Gianini did not disclose exact figures, but JPMorgan managed $55.6 billion in Swiss private banking assets at the end of 2024, much of it from domestic clients.
Assets under management have grown about 15% annually in recent years, driven by new money inflows and rising markets. In 2025 alone, client assets surged nearly 20%, more than half from net new money.
“2025 has been the best year ever in terms of growth and also in terms of net new money,” Gianini noted.
JPMorgan aims to maintain its pace of growth and outpace the broader trend in the industry.
Boston Consulting Group expects Swiss onshore wealth management for clients with total investable wealth of at least 20 million Swiss francs ($25 million) to grow by just 3.9% annually through 2029.
JPMorgan’s clients typically hold at least 10 million francs in investable assets.
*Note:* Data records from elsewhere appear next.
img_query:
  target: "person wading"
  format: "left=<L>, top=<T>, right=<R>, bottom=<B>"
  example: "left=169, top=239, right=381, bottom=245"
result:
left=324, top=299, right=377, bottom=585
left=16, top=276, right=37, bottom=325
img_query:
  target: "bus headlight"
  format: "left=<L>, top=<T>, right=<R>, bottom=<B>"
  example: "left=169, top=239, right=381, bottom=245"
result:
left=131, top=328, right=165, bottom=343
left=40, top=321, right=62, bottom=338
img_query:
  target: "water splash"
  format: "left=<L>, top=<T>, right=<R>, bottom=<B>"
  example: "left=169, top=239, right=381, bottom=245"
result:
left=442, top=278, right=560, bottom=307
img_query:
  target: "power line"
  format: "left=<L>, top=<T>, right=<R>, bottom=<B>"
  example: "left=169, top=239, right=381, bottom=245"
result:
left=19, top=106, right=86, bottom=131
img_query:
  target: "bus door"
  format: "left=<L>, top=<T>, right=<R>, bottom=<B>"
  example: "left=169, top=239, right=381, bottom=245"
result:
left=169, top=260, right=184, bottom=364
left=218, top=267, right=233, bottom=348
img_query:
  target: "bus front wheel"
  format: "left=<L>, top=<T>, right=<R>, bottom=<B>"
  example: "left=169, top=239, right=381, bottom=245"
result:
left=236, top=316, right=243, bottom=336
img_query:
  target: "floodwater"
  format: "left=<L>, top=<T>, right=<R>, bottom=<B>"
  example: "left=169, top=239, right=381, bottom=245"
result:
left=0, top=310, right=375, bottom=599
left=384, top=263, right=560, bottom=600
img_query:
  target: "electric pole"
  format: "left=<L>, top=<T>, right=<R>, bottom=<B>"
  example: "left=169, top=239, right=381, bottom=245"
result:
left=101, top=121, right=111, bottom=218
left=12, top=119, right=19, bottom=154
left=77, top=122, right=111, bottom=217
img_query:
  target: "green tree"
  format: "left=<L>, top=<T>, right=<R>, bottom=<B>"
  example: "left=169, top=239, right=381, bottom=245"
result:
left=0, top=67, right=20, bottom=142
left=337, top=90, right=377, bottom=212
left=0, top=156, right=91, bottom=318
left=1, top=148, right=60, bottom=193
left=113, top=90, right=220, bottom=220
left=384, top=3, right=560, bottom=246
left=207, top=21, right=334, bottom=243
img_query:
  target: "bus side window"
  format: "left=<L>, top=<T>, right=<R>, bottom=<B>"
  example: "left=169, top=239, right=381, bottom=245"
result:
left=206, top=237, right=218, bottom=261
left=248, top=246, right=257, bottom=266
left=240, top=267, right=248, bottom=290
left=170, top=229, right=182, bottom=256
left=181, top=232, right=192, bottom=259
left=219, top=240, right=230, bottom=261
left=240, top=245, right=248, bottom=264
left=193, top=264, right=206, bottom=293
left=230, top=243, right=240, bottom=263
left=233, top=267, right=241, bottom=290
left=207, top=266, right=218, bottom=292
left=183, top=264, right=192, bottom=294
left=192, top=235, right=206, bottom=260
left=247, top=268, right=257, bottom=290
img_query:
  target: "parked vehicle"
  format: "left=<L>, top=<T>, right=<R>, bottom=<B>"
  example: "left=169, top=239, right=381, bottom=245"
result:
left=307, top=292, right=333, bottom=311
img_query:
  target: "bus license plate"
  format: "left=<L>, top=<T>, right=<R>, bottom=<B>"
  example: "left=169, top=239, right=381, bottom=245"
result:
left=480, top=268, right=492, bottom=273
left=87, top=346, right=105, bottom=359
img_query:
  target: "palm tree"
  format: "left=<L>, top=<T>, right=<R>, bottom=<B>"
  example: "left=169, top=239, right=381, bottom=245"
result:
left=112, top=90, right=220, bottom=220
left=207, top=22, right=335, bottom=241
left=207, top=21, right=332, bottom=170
The bank is also investing heavily in technology and cybersecurity, allocating over $18 billion worldwide annually in technology, JPMorgan’s Swiss investment chief Diane Debiais said.
Following UBS’s takeover of Credit Suisse in 2023, many clients have been seeking to diversify across banks — a trend that JPMorgan hopes to capitalize on.
To support expansion, the bank has boosted staff in Zurich and Geneva by 30% this year and plans to more than double headcount by 2030.